On one hand, the IoE is being enabled by advancements with standardized, ultra‐low‐power wireless technologies (see Figure 2.6). The likes of Bluetooth and ZigBee have proven instrumental in driving sensor and node implementations, while Wi‐Fi technology and cellular connectivity serve as a backbone for transferring the collected data to the cloud.
Figure 2.6 A perspective of the Wi‐Fi Internet of Everything – core attributes.

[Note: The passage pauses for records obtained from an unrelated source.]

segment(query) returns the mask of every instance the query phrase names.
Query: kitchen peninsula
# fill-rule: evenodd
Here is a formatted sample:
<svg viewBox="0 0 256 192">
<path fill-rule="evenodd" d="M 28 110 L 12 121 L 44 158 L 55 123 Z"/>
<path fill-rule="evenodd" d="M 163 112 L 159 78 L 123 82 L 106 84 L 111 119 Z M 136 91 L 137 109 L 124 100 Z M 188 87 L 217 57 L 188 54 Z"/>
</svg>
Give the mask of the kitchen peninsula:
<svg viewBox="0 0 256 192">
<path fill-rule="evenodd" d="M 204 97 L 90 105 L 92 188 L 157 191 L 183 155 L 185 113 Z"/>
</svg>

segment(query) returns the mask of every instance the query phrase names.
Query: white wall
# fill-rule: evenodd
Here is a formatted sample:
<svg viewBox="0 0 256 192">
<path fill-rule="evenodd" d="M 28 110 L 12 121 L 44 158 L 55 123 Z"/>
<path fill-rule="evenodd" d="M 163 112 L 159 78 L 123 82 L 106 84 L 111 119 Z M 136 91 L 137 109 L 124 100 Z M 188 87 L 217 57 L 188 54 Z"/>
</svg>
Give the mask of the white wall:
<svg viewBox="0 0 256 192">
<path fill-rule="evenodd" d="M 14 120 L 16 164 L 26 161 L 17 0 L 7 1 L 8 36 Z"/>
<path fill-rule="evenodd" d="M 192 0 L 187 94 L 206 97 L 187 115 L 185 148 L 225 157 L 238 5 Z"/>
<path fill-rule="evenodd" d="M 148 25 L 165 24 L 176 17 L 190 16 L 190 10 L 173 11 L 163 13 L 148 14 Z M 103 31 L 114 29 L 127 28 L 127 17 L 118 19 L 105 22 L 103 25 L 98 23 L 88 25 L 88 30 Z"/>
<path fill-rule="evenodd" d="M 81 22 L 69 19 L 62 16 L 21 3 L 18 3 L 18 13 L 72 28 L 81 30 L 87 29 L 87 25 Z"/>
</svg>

Consumers in particular expect to integrate all connected devices on a single home network – specifically on Wi‐Fi networks. They may embrace a range of connected applications such as home security, smart energy, and in‐vehicle infotainment. Wi‐Fi enables human interaction with the IoE [Wi‐Fi 2014].
An enormous range of device manufacturers, service providers, and software makers stand to build entirely new businesses addressing the IoE opportunity. However, this opportunity brings more security and privacy concerns for the consumers and businesses that support various applications.
Networked embedded systems have emerged under various names such as Internet/Web of Things/Objects, Internet of Everything, smart objects, Cooperating Objects, Industry 4.0, the Industrial Internet, cyber–physical systems, M2M, the Internet of Everything, the Smarter Planet, TSensors (Trillion Sensors), or the Fog (like the cloud, but closer to the ground). The vision is of a technology that deeply connects our physical world with our information world, although one may argue on the differences and their focus. In this research paper [Karnouskos 2011], the author argues that does not really differentiate when it refers to them as an amalgamation of computational and physical properties.
However, the trend is toward integration and interaction of the physical world with the information world. Recently, the community has come to understand that the principal challenges in embedded systems stem from their interaction with physical processes, and not from their limited resources. Since CPS emerge as a distinct category, the following section is an overview of this concept.
2.1.3 Cyber–Physical Systems
The term cyber–physical systems was coined by Helen Gill at the National Science Foundation in the United States in 2006 [CPS 2006]. CPS comprise interacting digital, analog, physical, and human components engineered for function through integrated physics and logic [NIST CPS].
A CPS is an integration of computation with physical processes whose behavior is defined by both cyber and physical parts of the system [Lee 2015a]. The authors argue that it is not sufficient only to separately understand the physical components and the computational components, but we must also understand their interaction. CPS is about the intersection, not the union, of the physical and the cyber [Lee 2010], [Lee 2015a], [Lee 2015b]. The embedded computers and networks monitor and control the physical processes, usually with feedback loops where physical processes affect computations and vice versa. This work [Lee 2015a] provides methodology and techniques for designing CPS. Figure 2.7is a simple representation of a CPS with the components, computation, communication, and control that interact continuously.
Figure 2.7 Simple cyber‐physical representation.
CPS are heterogeneous blends by nature. They combine computation, communication, and physical dynamics [Lee 2015a]. The authors envision that several CPS applications may be based on a structure to include three main parts:
First, the physical plant is the physical part of a CPS, not realized with computers or digital networks; it can include mechanical parts, biological or chemical processes and human operators.
Second, there are one or more computational platforms, which consist of sensors, actuators, one or more computers, and (possibly) one or more operating systems (OS).